On March 18, 2021, Extra Space Storage Inc. (the “Company”) entered into an underwriting agreement (the “Underwriting Agreement”) with Citigroup Global Markets Inc. and Wells Fargo Securities, LLC (collectively, the “Underwriters”), pursuant to which the Company agreed to issue and sell to the Underwriters 1,600,000 shares of the Company’s common stock, par value $0.01 per share (“Common Stock”), at a purchase price of $129.1278 per share. The Company also granted the Underwriters an option to purchase up to an additional 240,000 shares of Common Stock at the purchase price described above, which is exercisable for 30 days from the date of the Underwriting Agreement. The net proceeds to the Company from the offering are expected to be approximately $206.3 million, after deducting the underwriting discounts and commissions and estimated offering expenses payable by the Company. The offering is expected to close on or about March 23, 2021, subject to customary closing conditions.

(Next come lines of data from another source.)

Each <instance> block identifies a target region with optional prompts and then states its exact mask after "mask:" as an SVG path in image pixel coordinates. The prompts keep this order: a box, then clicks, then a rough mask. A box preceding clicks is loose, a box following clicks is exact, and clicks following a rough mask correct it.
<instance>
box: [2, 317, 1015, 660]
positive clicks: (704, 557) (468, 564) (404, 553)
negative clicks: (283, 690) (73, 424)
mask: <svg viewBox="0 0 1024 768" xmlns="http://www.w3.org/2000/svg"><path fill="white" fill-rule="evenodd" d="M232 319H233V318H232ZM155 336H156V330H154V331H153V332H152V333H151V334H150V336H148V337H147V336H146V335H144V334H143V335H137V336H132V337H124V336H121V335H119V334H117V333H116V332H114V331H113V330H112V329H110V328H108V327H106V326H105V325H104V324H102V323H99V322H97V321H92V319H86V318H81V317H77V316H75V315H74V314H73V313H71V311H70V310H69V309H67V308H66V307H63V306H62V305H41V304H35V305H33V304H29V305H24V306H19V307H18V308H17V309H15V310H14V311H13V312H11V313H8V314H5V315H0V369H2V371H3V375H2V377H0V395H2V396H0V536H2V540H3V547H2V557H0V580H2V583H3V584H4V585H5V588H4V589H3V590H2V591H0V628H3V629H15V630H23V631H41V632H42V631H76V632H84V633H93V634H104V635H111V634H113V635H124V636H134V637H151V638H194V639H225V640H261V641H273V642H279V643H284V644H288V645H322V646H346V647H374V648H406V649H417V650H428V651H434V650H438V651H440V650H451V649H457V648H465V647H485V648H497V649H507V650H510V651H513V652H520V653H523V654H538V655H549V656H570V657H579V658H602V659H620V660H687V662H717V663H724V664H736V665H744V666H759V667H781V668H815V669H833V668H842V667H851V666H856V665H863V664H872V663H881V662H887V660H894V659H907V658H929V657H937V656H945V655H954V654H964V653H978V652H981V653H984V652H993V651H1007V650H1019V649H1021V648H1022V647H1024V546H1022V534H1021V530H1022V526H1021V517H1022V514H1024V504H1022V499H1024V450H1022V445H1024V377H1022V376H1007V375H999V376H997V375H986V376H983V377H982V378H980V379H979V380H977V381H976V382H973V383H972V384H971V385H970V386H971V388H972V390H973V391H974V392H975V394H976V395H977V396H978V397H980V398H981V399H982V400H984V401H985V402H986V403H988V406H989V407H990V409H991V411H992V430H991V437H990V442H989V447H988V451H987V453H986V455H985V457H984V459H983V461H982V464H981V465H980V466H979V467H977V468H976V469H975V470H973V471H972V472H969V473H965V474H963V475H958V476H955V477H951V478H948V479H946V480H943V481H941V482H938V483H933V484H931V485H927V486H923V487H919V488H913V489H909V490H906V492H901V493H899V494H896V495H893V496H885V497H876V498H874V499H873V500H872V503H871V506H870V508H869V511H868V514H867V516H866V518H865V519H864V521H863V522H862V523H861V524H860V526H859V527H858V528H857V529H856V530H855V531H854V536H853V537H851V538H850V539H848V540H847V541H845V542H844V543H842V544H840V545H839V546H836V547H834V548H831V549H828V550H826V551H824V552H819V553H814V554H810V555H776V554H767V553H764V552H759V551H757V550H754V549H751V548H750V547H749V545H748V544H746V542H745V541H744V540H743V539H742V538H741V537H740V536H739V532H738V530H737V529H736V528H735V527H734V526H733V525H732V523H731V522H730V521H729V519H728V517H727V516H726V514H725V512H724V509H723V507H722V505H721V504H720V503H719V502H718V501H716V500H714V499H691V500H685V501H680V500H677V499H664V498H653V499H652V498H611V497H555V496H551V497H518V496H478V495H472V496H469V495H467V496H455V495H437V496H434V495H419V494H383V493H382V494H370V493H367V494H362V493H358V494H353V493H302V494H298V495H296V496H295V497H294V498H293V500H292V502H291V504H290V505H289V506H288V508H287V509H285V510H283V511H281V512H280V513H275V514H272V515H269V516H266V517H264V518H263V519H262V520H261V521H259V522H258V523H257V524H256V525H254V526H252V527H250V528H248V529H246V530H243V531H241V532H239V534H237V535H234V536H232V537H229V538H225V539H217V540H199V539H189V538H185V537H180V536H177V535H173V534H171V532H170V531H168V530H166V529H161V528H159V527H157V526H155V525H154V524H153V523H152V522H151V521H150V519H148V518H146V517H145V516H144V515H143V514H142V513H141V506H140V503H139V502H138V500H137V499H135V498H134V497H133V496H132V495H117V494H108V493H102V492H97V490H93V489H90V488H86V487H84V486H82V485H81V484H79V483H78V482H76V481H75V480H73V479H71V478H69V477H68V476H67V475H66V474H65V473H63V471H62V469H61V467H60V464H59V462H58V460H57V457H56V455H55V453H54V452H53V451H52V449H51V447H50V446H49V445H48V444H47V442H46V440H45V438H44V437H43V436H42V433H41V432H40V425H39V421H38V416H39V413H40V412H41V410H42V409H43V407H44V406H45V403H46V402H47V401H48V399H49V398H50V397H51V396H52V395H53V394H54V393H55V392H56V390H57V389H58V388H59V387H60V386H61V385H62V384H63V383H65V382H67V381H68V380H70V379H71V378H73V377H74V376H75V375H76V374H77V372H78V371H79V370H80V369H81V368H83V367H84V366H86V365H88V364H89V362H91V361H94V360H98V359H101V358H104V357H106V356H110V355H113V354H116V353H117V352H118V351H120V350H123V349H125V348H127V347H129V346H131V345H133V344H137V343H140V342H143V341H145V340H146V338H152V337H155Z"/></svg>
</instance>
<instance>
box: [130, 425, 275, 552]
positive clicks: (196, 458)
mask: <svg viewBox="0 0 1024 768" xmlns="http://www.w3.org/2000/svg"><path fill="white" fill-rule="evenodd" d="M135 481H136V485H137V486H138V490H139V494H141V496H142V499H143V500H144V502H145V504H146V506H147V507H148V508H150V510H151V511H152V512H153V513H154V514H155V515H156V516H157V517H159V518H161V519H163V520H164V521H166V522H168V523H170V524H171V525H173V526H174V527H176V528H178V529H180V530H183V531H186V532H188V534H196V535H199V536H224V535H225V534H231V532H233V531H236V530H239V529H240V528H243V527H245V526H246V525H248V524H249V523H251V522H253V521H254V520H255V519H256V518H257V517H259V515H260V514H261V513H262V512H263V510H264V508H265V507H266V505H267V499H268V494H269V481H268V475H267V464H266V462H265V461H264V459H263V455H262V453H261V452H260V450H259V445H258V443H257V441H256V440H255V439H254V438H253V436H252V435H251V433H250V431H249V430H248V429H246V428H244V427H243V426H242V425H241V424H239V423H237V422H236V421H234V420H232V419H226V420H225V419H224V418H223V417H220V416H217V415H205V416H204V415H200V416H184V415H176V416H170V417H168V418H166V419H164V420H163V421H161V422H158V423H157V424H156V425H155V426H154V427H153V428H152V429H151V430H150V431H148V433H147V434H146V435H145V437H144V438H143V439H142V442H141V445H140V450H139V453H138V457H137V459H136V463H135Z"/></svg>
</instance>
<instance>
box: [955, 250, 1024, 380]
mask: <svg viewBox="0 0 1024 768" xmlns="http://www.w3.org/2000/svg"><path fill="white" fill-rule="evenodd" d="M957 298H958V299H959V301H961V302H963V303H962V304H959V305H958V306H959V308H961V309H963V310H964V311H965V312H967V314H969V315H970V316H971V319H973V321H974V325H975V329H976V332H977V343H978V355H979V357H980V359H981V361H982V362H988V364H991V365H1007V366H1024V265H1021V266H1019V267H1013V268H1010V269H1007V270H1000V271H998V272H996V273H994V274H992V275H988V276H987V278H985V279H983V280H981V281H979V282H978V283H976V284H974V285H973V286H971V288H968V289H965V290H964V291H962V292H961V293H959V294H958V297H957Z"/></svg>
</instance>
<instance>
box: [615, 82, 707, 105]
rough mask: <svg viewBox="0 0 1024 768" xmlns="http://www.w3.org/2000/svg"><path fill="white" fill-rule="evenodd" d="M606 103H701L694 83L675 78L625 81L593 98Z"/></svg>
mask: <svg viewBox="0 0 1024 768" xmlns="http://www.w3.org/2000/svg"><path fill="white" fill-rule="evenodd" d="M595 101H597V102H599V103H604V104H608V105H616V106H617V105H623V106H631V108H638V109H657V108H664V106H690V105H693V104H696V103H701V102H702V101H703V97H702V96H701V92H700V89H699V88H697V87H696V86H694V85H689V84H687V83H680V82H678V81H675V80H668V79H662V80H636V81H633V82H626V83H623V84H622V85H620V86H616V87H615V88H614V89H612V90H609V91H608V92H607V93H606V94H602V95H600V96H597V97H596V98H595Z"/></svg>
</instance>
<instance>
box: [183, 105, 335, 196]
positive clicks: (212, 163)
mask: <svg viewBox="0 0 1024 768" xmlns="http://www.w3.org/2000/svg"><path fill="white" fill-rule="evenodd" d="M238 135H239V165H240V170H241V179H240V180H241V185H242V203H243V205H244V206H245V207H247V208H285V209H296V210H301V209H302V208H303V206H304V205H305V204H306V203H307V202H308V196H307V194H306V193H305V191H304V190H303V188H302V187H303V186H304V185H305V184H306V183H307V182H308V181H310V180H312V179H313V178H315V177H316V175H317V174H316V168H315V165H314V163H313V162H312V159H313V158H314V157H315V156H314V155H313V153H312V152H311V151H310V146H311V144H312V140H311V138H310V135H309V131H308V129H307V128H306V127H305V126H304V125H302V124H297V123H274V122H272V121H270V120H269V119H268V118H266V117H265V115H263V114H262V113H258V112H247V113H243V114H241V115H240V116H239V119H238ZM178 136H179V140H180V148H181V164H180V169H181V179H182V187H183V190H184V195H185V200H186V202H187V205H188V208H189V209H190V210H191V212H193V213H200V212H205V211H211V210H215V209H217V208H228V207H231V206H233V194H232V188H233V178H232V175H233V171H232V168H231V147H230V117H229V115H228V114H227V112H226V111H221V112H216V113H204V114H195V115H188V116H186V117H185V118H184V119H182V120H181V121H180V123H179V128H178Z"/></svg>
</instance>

The Company intends to use the net proceeds of this offering to fund potential acquisition opportunities, to repay amounts outstanding from time to time under its lines of credit, and for other general corporate and working capital purposes.
The offering is being made pursuant to the Company’s effective registration statement on Form S-3 (Registration Statement No. 333- 254236) previously filed with the Securities and Exchange Commission (the “SEC”) that became automatically effective and a prospectus supplement and accompanying prospectus filed with the SEC.
The Underwriting Agreement contains customary representations, warranties and covenants by the Company, customary conditions to closing, indemnification obligations of the Company and the Underwriters, including for liabilities under the Securities Act of 1933, as amended, other obligations of the parties and termination provisions. The representations, warranties and covenants contained in the Underwriting Agreement were made only for purposes of such agreement and as of specific dates, were solely for the benefit of the parties to such agreement, and may be subject to limitations agreed upon by the contracting parties.
The foregoing description of the Underwriting Agreement does not purport to be complete and is qualified in its entirety by reference to the full text of the Underwriting Agreement, a copy of which is filed as Exhibit 1.1 to this report and is incorporated by reference herein. A copy of the opinion of Venable LLP relating to the legality of the issuance and sale of Common Stock in the offering is attached as Exhibit 5.1 to this report.